Earlier in the day, reports indicated that former President Donald Trump told administration officials he would be willing to end the war even without fully reopening the Strait of Hormuz, adding that the conflict “would not last very long.” The comments helped lift equities from the opening bell.
The S&P 500 climbed 2.5%, while the Dow Jones Industrial Average surged roughly 1,000 points, or 2.2%. The tech-heavy Nasdaq Composite led gains with a 3.5% jump.
Diplomatic Signals Boost Sentiment
According to regional media reports, Pezeshkian said Monday that any resolution to the war “must guarantee the security and interests of the Iranian people.”
In a call with European Council President António Costa, he reportedly expressed willingness to end the conflict, while expecting certain guarantees in return.
Meanwhile, Trump appeared to soften his stance on military action. After previously threatening force to reopen the Strait of Hormuz, he wrote on social media Tuesday morning that “Iran has been essentially decimated. The hard part is over,” signaling a potential shift toward de-escalation.
Oil Drops, But Gas Prices Stay High
Oil prices fell sharply on expectations of a potential ceasefire. Brent crude futures dropped 3.4% to below $104 per barrel, while West Texas Intermediate declined 2.5% to around $100.30.
Despite the pullback in crude, U.S. gasoline prices remained elevated, with the national average topping $4 per gallon.
Market Context: Rally Amid a Tough Month
Tuesday’s surge marked one of the strongest single-day gains since May 2025, with major indexes trading near session highs. However, the rebound has not fully erased losses from a turbulent March.
The S&P 500 is still on track for its worst monthly performance in a year and its weakest quarterly showing since 2022. The Dow is also poised for its worst month since 2022, snapping a 10-month winning streak.
Most sectors — including consumer staples, industrials, healthcare, materials, and real estate — posted their worst monthly declines in years. Energy stocks remained the lone standout, supported by the recent spike in oil prices.
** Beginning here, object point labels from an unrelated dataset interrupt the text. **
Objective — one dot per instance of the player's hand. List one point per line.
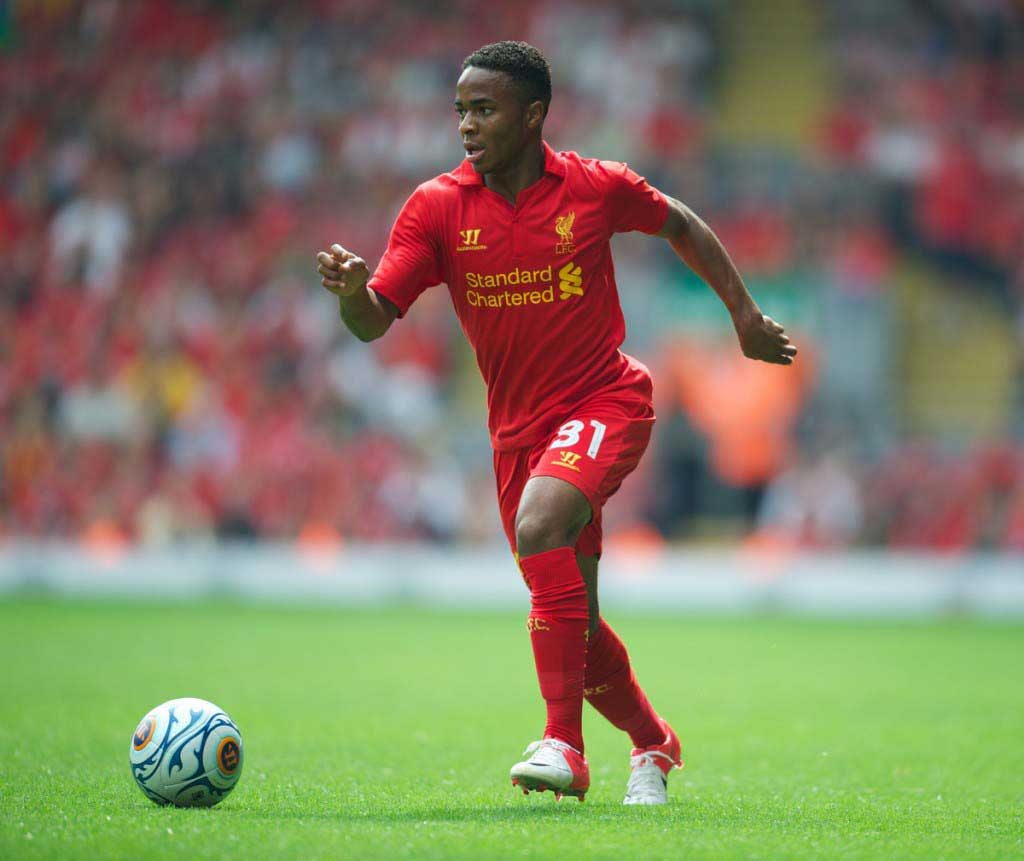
(762, 338)
(341, 271)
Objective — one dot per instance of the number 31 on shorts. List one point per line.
(568, 435)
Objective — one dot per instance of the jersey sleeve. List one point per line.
(411, 262)
(633, 203)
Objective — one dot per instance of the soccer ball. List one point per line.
(186, 752)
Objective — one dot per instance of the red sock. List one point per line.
(557, 628)
(611, 689)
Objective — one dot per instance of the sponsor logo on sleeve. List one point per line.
(567, 460)
(570, 281)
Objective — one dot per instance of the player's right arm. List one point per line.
(367, 314)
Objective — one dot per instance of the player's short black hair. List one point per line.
(522, 62)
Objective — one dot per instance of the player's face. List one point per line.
(494, 122)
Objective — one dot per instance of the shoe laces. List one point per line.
(646, 777)
(548, 749)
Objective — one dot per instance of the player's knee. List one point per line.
(537, 533)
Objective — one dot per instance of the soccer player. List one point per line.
(520, 234)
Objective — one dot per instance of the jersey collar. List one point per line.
(553, 164)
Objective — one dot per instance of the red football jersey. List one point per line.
(532, 284)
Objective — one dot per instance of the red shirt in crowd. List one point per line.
(532, 285)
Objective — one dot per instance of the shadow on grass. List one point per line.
(479, 813)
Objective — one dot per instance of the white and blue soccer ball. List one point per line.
(186, 752)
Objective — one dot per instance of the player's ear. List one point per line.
(535, 114)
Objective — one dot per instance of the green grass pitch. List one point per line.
(389, 734)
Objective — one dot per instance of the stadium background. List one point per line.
(170, 369)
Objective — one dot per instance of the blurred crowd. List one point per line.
(170, 368)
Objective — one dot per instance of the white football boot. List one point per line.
(551, 764)
(648, 782)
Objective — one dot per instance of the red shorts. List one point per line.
(594, 449)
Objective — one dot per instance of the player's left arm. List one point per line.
(760, 337)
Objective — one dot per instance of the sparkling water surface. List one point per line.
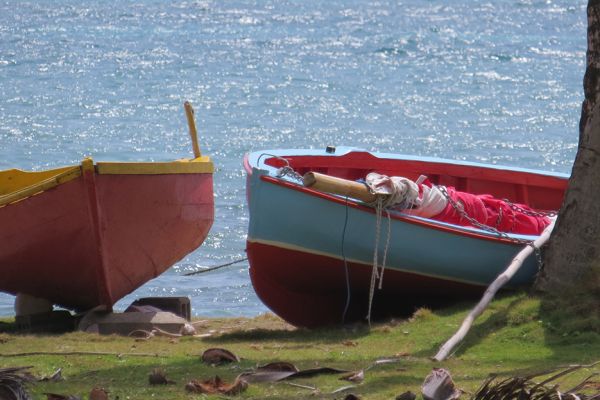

“Today’s rally is real, but the damage done in March remains significant,” analysts noted, suggesting the move may reflect portfolio rebalancing rather than a clear trend reversal.
Tech Stocks Lead Gains
Big Tech stocks surged as easing oil prices and reduced geopolitical risk lifted pressure on growth sectors.
Nvidia jumped more than 5%, while Microsoft rose 3% and Meta Platforms climbed 6%.
The rally marked a sharp reversal from recent weeks, when rising oil prices and higher-for-longer interest rate expectations weighed heavily on technology shares.
Airlines Face Continued Pressure
Airlines remain under strain as jet fuel costs hover near multi-year highs. Major carriers like Delta Air Lines and United Airlines may have some ability to pass costs onto consumers, but smaller operators are facing mounting profitability challenges.
Fed Warning on Inflation
Federal Reserve officials are cautioning against complacency. Kansas City Fed President Jeff Schmid warned that the oil shock linked to the Iran conflict should not be viewed as temporary.
“With inflation already elevated for an extended period, this oil shock adds further upward pressure on prices,” he said.
Gold Rebounds, But Monthly Losses Loom
Gold prices rebounded about 3% to around $4,670 per ounce amid shifting risk sentiment. Still, the metal is on track for one of its worst monthly declines in over a decade.
Consumer Outlook in Focus
Analysts at Goldman Sachs and Moody’s warn that elevated energy costs could slow consumer spending in the months ahead.
Higher fuel prices disproportionately impact lower- and middle-income households, potentially deepening consumption inequality. Increased reliance on higher-income consumers could also heighten market vulnerability during periods of volatility.
Despite ongoing resilience, consumer spending — a key pillar of U.S. economic growth — now faces a critical test as geopolitical tensions and energy market disruptions continue to evolve.